With Total Launcher, you can add a digital clock format as well as or instead of the analogue one...
- Click on the top right Plus icon (+) > 'Graphic' > 'Text' > 'Default' > 'the Cog icon' > 'Text' > 'Date/Time'. The text field will now automatically be filled with a default date format which should look like this... MMMM d,yyyy. Tap on the text field, delete the text and type in HH:mm for a 24 hour digital clock, or hh:mm for a 12 hour format then tap 'OK'. Choose your typeface, text colour, text size etc. then tap the back button twice to save and exit the editor. You can also add a duplicate time text and add the date as well. You can also download new text typeface/fonts from reputable online websites and use them in TL as well to customise your clocks even further.
In regards to the Instructables robot clock, this used three layers assembled in this order... adding the clock face first, then adding the clock hands widget, and finally a transparent background GIF of our friendly robot moving back and forwards. The reason I did it this way was to not have the clock hands fully covering the robot as I didn't like the way it looked, but having the hands behind the robot with the ends of the clock hands resized so the ends were visible looked much better and yet still practical.

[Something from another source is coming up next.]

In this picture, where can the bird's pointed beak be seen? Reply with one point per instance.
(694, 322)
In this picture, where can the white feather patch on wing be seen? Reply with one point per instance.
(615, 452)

For some reason, I had issues making a GIF with a transparent background using Adobe Express, so here's how I got around it.
- In Adobe, instead of saving the animation as a GIF, I saved it as an MP4 video then used another free website tool, EZGif, converted the MP4 into a GIF then used their background removal tool to set the background to transparent... problem solved.
And that brings us to the end of this project. The clock face GIFs I made and attached to Step 5 were my first passes at making clock faces for the ChronoGlass and at time of writing this, I am working on more detailed ones more suited for its new owner. Please feel free to download and use them if you like them, and if you have any questions in regards to making your own, or for any other project related questions, please leave them in comments and I will try to answer where I can. I hope that you enjoyed this project and please let me know if you make your own ChronoGlass.
Thanks for reading, and happy making.